O último declínio na prata ocorre em meio a uma agressiva precificação das expectativas de taxa de juros. O Federal Reserve (Fed) entregou uma mensagem distintamente hawkish em sua última reunião, alimentando especulações de que os custos de empréstimo podem aumentar ainda mais nos próximos meses. De acordo com a ferramenta CME FedWatch, os investidores agora atribuem uma alta probabilidade a uma elevação de juros antes do final do ano.

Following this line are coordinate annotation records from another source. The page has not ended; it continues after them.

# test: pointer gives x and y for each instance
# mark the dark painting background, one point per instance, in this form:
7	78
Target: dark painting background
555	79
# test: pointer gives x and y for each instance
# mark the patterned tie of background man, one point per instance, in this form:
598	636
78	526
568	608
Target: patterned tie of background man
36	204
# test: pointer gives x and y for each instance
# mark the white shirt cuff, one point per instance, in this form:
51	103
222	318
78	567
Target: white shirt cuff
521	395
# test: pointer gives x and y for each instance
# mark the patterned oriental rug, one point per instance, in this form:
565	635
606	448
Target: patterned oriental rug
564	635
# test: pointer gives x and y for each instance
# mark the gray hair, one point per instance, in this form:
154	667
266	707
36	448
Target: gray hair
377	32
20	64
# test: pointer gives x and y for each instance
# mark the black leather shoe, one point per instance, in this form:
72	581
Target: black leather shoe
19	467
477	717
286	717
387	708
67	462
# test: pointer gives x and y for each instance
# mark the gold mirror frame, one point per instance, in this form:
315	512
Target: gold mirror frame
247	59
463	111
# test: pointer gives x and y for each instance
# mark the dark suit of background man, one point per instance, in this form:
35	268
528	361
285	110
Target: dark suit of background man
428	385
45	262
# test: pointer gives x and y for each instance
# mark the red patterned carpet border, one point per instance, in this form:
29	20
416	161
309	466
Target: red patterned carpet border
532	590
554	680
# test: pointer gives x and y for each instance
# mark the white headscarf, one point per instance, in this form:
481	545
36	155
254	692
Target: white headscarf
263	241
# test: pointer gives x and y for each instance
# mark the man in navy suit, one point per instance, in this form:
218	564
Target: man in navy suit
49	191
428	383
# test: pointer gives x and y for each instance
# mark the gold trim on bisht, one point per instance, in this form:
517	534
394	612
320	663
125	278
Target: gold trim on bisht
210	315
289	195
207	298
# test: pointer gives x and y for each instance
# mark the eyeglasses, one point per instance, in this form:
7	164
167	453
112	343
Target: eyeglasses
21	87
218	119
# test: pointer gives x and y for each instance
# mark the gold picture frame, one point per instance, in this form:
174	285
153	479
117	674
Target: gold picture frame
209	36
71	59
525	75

Esse cenário continua a sustentar o Dólar Americano, cuja força está pesando sobre os metais preciosos denominados em dólar. Um Greenback mais forte torna a prata mais cara para compradores internacionais, enquanto taxas de juros mais altas reduzem o apelo de ativos sem rendimento, como a prata.
Os rendimentos dos títulos do Tesouro dos EUA também subiram, à medida que os investidores ajustam suas expectativas em resposta aos riscos persistentes de inflação. Preocupações com os custos elevados de energia e a resiliência da economia dos EUA contribuíram para a redução das esperanças de um ciclo de flexibilização no curto prazo.
A atenção do mercado agora se volta para o Índice de Preços de Consumo Pessoal (PCE) a ser divulgado na quinta-feira. Dados de inflação mais fortes do que o esperado podem reforçar as expectativas de aperto monetário adicional e aumentar a pressão de baixa sobre a prata. Inversamente, números de inflação mais suaves podem oferecer algum alívio para o metal precioso e ajudar a estabilizar os preços após a recente liquidação.